Cinque assi fondamentali – di cui tre verticali (territorio e sanità di prossimità; ospedali in rete; salute e ambiente) e due trasversali (conoscenza per la salute e innovazione digitale per il Servizio sanitario nazionale), oltre 20 progetti per un ammontare complessivo di 68 miliardi da realizzarsi nei prossimi 5 anni. Sono i numeri che caratterizzano le proposte presentate dal ministero della Salute (giornalisticamente chiamate “piano Speranza”) per accedere alle risorse che l’Unione Europea metterà a disposizione dell’Italia con il Recovery fund. L’obiettivo? “Non un piano di emergenza ma un progetto di riforme”, come ha ricordato lo stesso ministro Roberto Speranza, che intende chiudere la lunga stagione dei tagli alla sanità. Come realizzare questo progetto, che comunque è ancora al vaglio dei tavoli tecnici? Si spazia – solo per citare alcune delle proposte – dalla riforma della sanità territoriale all’istituzione delle Case di comunità con i medici di famiglia, dagli interventi per l’ammodernamento degli ospedali alla creazione dei nuovi presidi per degenze temporanee, dalla revisione degli Ircss al contrasto alla mobilità sanitaria, dalla riforma delle Rsa al potenziamento del Fascicolo sanitario elettronico. Tanta carne al fuoco, insomma. Ma che impressione lascia questo mosaico? È nel suo complesso condivisibile? “Condivido l’approccio della prossimità – risponde Marco Trivelli, da tre mesi direttore generale della sanità in Lombardia –, condivido il fatto che si voglia sfruttare un momento di crisi per dare una forma diversa al Ssn e apprezzo lo sforzo che si facciano gli investimenti”. Ma per Trivelli non tutte le tessere sono perfettamente collocate al loro posto. “Prevale il concetto che le parole hanno un significato univoco, invece le parole della sanità – cura, prossimità, competenza, formazione interdisciplinare… – hanno un significato più ricco e occorre che qualcuno le prenda veramente sul serio per realizzare qualcosa di diverso rispetto a quello che ci si immagina a livello ministeriale o regionale. Bisogna considerare che il fattore decisivo sarà il lavoro che svolgeranno i 600mila dipendenti pubblici del Ssn e le oltre 400mila che lavorano nel privato della sanità e del sociale. Questo richiede che le regole siano molto nette come indirizzo ma agili come attuazione”.



“Non presenteremo un piano per l’emergenza ma un progetto di riforme per il prossimo decennio. Abbiamo l’opportunità di portare insieme riforme e investimenti, siamo di fronte a un inedito”. Lo ha detto il ministro della Salute, Roberto Speranza. Il suo piano che nuovo Servizio sanitario nazionale disegna?



Il piano, in effetti, ha l’ambizione di ridisegnare il Sistema sanitario nazionale e la parola-chiave attorno a cui ruota questa riforma è prossimità, il vero fil rouge delle varie proposte.
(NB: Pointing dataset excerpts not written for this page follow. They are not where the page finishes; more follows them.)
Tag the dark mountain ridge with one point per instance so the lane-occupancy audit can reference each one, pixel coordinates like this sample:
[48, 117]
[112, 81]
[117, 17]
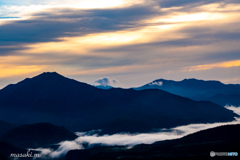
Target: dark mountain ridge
[200, 90]
[50, 97]
[37, 135]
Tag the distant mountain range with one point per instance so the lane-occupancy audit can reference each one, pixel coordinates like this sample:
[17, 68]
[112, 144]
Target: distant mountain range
[50, 97]
[37, 135]
[214, 91]
[195, 146]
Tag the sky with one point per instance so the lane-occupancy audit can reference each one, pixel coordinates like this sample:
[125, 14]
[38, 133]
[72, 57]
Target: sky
[132, 42]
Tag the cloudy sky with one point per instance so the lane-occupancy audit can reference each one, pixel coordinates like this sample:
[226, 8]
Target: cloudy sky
[132, 41]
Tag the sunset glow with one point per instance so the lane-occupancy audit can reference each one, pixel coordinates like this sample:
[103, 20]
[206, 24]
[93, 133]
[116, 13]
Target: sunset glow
[92, 39]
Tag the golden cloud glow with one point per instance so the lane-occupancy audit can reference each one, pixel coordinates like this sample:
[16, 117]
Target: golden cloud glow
[228, 64]
[9, 70]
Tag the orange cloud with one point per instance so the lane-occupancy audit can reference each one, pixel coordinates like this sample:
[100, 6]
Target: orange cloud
[227, 64]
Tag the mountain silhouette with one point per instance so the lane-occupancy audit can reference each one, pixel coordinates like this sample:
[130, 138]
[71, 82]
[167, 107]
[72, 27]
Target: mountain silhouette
[51, 97]
[4, 127]
[37, 135]
[200, 90]
[195, 146]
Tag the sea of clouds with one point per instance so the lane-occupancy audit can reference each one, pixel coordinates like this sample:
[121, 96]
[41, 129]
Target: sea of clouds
[92, 138]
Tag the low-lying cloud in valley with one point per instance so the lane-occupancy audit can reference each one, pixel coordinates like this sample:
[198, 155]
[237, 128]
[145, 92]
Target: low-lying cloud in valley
[130, 140]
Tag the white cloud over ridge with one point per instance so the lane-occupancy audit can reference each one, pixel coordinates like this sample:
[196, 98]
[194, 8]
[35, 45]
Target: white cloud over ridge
[106, 82]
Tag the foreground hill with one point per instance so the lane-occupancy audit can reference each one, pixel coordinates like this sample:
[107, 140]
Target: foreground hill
[4, 127]
[52, 98]
[194, 146]
[200, 90]
[37, 135]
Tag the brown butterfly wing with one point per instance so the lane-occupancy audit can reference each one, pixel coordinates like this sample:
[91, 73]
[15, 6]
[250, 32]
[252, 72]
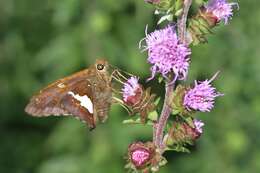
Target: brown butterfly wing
[56, 100]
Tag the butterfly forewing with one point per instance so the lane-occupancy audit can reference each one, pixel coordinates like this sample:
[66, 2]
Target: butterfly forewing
[85, 95]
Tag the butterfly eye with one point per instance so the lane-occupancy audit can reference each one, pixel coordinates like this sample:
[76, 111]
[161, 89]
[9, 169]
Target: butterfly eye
[100, 66]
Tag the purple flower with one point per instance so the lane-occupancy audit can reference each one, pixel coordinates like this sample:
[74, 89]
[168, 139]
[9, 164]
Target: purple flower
[201, 97]
[153, 1]
[132, 91]
[167, 54]
[221, 9]
[198, 126]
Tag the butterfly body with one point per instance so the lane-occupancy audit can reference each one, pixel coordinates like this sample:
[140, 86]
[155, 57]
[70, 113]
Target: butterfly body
[86, 95]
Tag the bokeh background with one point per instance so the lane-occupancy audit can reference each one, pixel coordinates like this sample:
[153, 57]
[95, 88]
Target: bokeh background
[41, 41]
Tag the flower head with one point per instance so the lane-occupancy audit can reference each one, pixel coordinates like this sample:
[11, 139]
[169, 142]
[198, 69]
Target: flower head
[198, 126]
[221, 9]
[167, 54]
[201, 97]
[153, 1]
[140, 154]
[132, 91]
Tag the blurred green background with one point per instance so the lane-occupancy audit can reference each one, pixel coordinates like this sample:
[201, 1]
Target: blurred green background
[43, 40]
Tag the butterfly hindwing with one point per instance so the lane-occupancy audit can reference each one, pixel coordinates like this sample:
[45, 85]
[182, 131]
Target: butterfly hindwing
[86, 95]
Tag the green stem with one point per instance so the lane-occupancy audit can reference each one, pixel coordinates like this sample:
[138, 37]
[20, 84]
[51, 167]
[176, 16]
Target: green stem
[169, 88]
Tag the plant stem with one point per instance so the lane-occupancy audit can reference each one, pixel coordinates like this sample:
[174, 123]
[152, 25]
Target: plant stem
[169, 88]
[166, 111]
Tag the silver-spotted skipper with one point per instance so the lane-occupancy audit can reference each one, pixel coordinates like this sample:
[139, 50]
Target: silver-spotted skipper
[87, 95]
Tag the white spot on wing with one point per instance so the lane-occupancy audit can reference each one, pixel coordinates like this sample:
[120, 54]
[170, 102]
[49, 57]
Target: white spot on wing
[84, 101]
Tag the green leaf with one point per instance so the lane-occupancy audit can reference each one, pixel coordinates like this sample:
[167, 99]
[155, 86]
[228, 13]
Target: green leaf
[132, 121]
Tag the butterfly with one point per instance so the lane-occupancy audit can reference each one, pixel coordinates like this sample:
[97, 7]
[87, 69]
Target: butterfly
[86, 95]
A mio avviso, è una chiave di lettura intelligente su come la sanità dovrebbe evolvere. Il rischio, però, è di usare questa parola in termini riduttivi, sotto il profilo solo tecnologico o di vicinanza di un servizio ambulatoriale e leggero. Non basta.

Si riferisce all’idea di istituire le Case della comunità con medici di famiglia, specialisti e infermieri per offrire assistenza 7 giorni su 7 a orario continuato e ai presidi a degenza temporanea, che hanno lo scopo di ridurre l’istituzionalizzazione e l’ospedalizzazione per soggetti con patologie croniche riacutizzate?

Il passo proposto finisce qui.